J’avais évolué. Au début, cela me gênait qu’elle dégaine une poupée et la berce au beau milieu d’un café. Je m’étais fait une raison; même, j’y trouvais une leçon de vie: assumer et respecter certains côtés de ma personne, tel le risque accéléré de surmenage psychique. Et de fait, les agissements de chacun leur appartenaient. Il ne me fallait pas craindre que l’on m’associe aux inclinations de ma tante, qui par ailleurs demeuraient innocentes—du moins tant qu’elle révélait la vérité immédiatement, en cas d’intérêt de la part d’autrui. Je l’y exhortais, car selon moi, il fallait à tout prix éviter l’effet mon Dieu, son enfant est mort et elle ne le sait pas. Bien souvent, malgré mes encouragements à en sourire («c’est un faux, ça demande moins de travail!»), Jorda bredouillait une réponse inintelligible et s’éloignait.

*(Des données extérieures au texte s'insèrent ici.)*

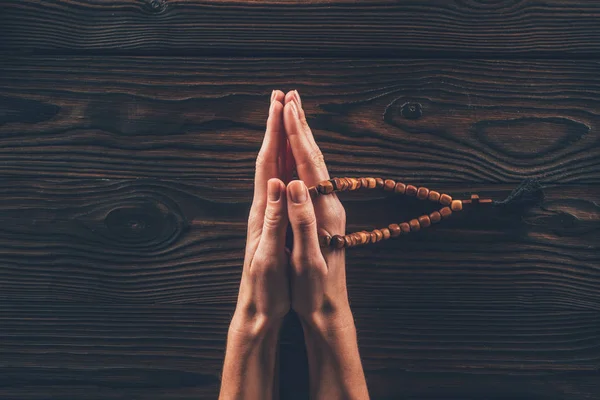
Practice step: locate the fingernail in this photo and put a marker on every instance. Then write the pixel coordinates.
(298, 98)
(294, 109)
(273, 190)
(298, 192)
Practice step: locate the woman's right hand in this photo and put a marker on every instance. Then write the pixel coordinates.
(318, 275)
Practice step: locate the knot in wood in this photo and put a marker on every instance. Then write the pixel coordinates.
(144, 224)
(156, 6)
(411, 110)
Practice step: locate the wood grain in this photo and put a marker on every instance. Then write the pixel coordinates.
(175, 351)
(420, 120)
(386, 28)
(148, 241)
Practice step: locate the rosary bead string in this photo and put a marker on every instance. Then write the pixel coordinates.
(449, 204)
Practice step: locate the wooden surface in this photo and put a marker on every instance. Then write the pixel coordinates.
(387, 28)
(127, 147)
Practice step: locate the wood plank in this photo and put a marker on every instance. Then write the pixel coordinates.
(422, 120)
(387, 28)
(150, 241)
(119, 351)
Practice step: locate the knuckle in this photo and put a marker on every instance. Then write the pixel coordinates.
(273, 217)
(316, 158)
(262, 263)
(305, 220)
(260, 159)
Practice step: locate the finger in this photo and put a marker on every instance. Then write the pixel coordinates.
(272, 240)
(267, 159)
(290, 165)
(310, 163)
(302, 218)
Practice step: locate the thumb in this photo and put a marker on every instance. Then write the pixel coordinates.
(302, 218)
(272, 240)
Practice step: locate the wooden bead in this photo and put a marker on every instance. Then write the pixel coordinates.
(424, 221)
(364, 238)
(344, 183)
(373, 236)
(337, 184)
(325, 240)
(347, 241)
(388, 185)
(445, 212)
(456, 205)
(386, 233)
(405, 227)
(363, 183)
(445, 200)
(410, 190)
(378, 234)
(394, 230)
(348, 183)
(422, 193)
(358, 183)
(325, 187)
(337, 241)
(434, 196)
(414, 224)
(435, 217)
(400, 188)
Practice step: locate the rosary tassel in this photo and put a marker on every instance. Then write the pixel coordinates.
(528, 194)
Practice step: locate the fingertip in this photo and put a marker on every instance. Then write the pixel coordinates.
(278, 95)
(289, 96)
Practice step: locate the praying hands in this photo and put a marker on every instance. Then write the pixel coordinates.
(307, 278)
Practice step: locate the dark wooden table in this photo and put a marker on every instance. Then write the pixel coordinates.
(128, 134)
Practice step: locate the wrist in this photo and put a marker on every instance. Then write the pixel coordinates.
(330, 323)
(253, 327)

Elle m’inquiéta seulement lorsqu’elle me confia que des changements se produisaient pendant la nuit, avec les poupons du salon.
— Tu m’as dit que tu prenais plaisir à les mettre en pyjama le soir. Tu en as quand même plusieurs, maintenant (plusieurs, pas beaucoup. Je surveillais mon vocabulaire, afin qu’elle n’y voie pas de reproche larvé). Se peut-il que tu aies mis les pantoufles canard à Dylan plutôt qu’à Louna?
— C’est Timmy, les canards. Dylan, son thème, c’est les clowns.
— Mmh... tu vois ce que je veux dire. Ça serait vite arrivé, non? Si tu es au téléphone…

La première anomalie m'avait émerveillée. Jorda pouvait presque croire que sa progéniture de vinyle s’animait lorsque tout le monde dormait, et s’amusait à lui jouer des tours. Un hochet était tombé. Un ours miniature réconfortait la fan de licornes. Après quatre ou cinq incidents, nous avions pensé au chat. Va pour une pantoufle au sol; mais un échange de bonnets? Elle s’était mise à suspecter son fils cadet. Facétieux, discret, oui, je pouvais l’imaginer taquinant la collection à la faveur de l’obscurité.

Avant que nous puissions imaginer un stratagème visant à vérifier cette hypothèse, ma tante s’éveilla pour un motif inconnu, une nuit, vers trois heures du matin. Constatant que Florian ne reposait pas à ses côtés, elle se glissa dans le corridor, puis pénétra au salon à pas de loup. Assoupi sur le divan, son partenaire ronflait doucement, une petite poupée nichée entre ses bras musclés.